J’ai souhaité apporter ma contribution à la réflexion sur la « fin de vie du psychotique » à partir du mémoire que j’ai rédigé pour le diplôme sur la psychiatrie de personne âgée sous le titre « Le vieillissement de la personne handicapé ».
Ma pratique en foyer de vie et les recherches bibliographiques montrent, c’est une incidente du travail, que bon nombre de « handicapés » sont ce que l’on appelle dans le champ de la psychiatrie des « psychotiques »
Enfin, on peut considérer que le vieillissement peut être un trajet de fin de vie du psychotique.
Le vieillissement des personnes handicapées est devenu, ces dernières années, un fait social.
Il y a une vingtaine d’années, quand, arrivait en hospitalisation une personne handicapée vieillissante, on relevait le fait. A présent, ce n’est plus d’un phénomène individuel dont il s’agit, mais bien d’une « population », population pour laquelle des réponses doivent être trouvées.
La notion de vieillissement de la personne handicapée, elle-même doit être interrogée,
- s’agit-il du cadre administratif : personne qui ne pourra plus rester dans le CAT ou devra bénéficier du minimum vieillesse à la place de l’allocation d’adulte handicapé ?
- s’agit-il de ce que l’on appelait « le vieillissement précoce » de la personne handicapée, qui est, à présent, nommé « vieillissement spécifique »
Par ailleurs, on sait qu’il n’y a pas « d’âge » pour « devenir vieux» (même si cela est repéré de 60 à 65 ans) Les âges physiologiques, psychologiques, sociaux, chronologiques, subjectifs, se mêlent.
I - ELEMENTS STATISTIQUES SUR LA SITUATION ACTUELLE
Déjà, on peut considérer qu’il y a un allongement de la durée de vie des personnes handicapées.
Le Docteur Philippe GABBAÏ compare l’espérance de vie entre la période 1972-1979 et 1981-1990. Il constate que pour tout handicap, l’espérance de vie passe de 48 à 60 ans.
- les maladies mentales et les déficiences mentales moyennes et légères ont une espérance de vie supérieure à 70 ans.
- les déficiences mentales profondes dépassent 50 ans (progression nette de +20 ans).
- les trisomiques atteignent 54 ans (soit + 19 ans).
- les personnes polyhandicapées, 40 ans (soit + 13 ans).
Si l’on prend la population de 76 288 adultes handicapés, clients d’établissements et de services d’hébergement (source 6 Annuaire des statistiques sanitaires et sociales 1999), en janvier 1996, sur ces adultes handicapés placés :
- 81,3 % présentaient un retard mental ou autre déficit du psychisme
- 2,5 % de déficits auditifs et visuels
- 7,2 % de déficits moteurs
- 0,3 % de déficits viscéral métaboliques ou nutritionnels
- 7,6 % étaient des polyhandicapés
- et 0,4 % handicaps non déterminés.
II - REFLEXIONS SUR LES CONCEPTS
1) Vieillesse – Vieillissement
On ne s’attardera pas trop sur concept général.
On retrouve dans le dictionnaire Petit Robert :
Vieillissement : fait de devenir vieux ou de s’affaiblir par l’effet de l’âge.
Processus physiologique normal que subit tout organisme vivant au cours de la dernière période de sa vie.

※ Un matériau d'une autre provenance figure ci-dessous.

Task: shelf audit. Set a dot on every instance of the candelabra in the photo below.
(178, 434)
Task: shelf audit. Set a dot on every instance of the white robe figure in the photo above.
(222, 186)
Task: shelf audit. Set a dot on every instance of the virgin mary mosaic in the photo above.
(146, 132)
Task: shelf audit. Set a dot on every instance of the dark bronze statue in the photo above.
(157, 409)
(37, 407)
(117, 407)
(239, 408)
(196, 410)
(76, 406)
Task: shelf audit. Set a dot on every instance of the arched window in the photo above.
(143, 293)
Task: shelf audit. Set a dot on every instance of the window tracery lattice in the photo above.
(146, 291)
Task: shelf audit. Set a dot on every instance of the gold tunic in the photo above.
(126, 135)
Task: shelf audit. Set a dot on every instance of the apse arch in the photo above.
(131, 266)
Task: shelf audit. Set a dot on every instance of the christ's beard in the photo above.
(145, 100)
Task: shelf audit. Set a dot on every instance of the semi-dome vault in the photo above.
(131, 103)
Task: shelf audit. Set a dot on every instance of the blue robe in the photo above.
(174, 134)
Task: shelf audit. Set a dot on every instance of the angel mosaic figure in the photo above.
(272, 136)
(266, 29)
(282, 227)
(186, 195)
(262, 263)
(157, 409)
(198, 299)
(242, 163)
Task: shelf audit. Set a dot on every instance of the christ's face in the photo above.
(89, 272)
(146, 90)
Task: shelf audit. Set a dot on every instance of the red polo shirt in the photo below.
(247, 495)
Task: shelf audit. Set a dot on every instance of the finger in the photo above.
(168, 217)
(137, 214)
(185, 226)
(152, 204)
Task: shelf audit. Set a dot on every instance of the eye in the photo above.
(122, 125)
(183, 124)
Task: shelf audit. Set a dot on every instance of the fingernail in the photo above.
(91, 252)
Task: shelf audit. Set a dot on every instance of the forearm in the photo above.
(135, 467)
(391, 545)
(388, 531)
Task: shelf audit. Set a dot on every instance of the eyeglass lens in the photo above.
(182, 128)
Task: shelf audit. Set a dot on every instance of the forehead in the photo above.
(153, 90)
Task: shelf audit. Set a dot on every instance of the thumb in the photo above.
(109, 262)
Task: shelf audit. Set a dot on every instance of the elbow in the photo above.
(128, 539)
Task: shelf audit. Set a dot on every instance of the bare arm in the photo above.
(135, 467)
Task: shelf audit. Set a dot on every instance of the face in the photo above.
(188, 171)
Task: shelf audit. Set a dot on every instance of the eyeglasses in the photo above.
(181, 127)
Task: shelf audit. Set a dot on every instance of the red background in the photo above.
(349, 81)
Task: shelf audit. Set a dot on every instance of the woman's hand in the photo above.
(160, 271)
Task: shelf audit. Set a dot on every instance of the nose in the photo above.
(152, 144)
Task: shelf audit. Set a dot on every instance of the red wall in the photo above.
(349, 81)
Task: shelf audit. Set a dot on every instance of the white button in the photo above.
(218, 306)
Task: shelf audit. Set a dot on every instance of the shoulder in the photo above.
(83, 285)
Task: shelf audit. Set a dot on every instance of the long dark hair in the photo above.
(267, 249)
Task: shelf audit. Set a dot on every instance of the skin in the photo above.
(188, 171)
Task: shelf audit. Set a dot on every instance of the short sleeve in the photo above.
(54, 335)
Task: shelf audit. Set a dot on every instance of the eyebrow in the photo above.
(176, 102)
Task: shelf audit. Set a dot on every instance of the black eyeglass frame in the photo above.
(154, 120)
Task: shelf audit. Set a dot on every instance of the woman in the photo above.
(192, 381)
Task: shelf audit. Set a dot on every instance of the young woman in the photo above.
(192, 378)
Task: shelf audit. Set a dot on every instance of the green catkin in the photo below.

Vieillesse : dernière période de la vie normale qui succède à la maturité, caractérisée par un affaiblissement global des fonctions physiologiques et des facultés mentales, et par des modifications atrophiques des tissus et des organes.
Pendant longtemps, il a été question du vieillissement précoce des personnes handicapées, un – « vieillir avant l’âge »
Ce concept s’avère faux comme en témoignent les statistiques précédentes.
Le Docteur GABBAY déclare « il n’existe pas de vieillissement précoce chez les personnes handicapées mentales ».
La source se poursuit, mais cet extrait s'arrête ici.